Design: This study is cross-sectional in design using data from the first wave (2009-2011) of The Irish Longitudinal Study on Ageing (TILDA).
Setting and participants: The sample (n=3372) is representative of community living adults aged 50-64 years in Ireland.
Results: Statins were used by 68.6% (95% CI 61.5% to 75.8%) of those with known CVD, 57.4% (95% CI 49.1% to 65.7%) of those with known diabetes and by 19.7% (95% CI 13.0% to 26.3%) of adults with a SCORE risk >= 5%. Over a third (38.5%, 95% CI 31.0% to 46.0%) of those with known CVD, 46.8% (95% CI 38.4% to 55.1%) of those with known diabetes and 85.2% (95% CI 79.3% to 91.1%) of those with a SCORE risk >= 5% were at or above the low-density lipoprotein cholesterol (LDL-C) target of 2.5 mmol/L specified in the 2007 European guidelines.

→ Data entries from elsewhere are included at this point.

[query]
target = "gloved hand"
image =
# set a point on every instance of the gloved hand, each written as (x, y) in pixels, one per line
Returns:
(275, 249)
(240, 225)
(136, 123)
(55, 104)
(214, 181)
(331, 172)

Conclusions: Despite strong evidence and clinical guidelines recommending the use of statins for secondary prevention, a gap exists between guidelines and practice in this cohort. It is also of concern that a low proportion of adults with a SCORE risk >= 5% were taking statins. A policy response that strengthens secondary prevention, and improves risk assessment and shared decision-making in the primary prevention of CVD is required.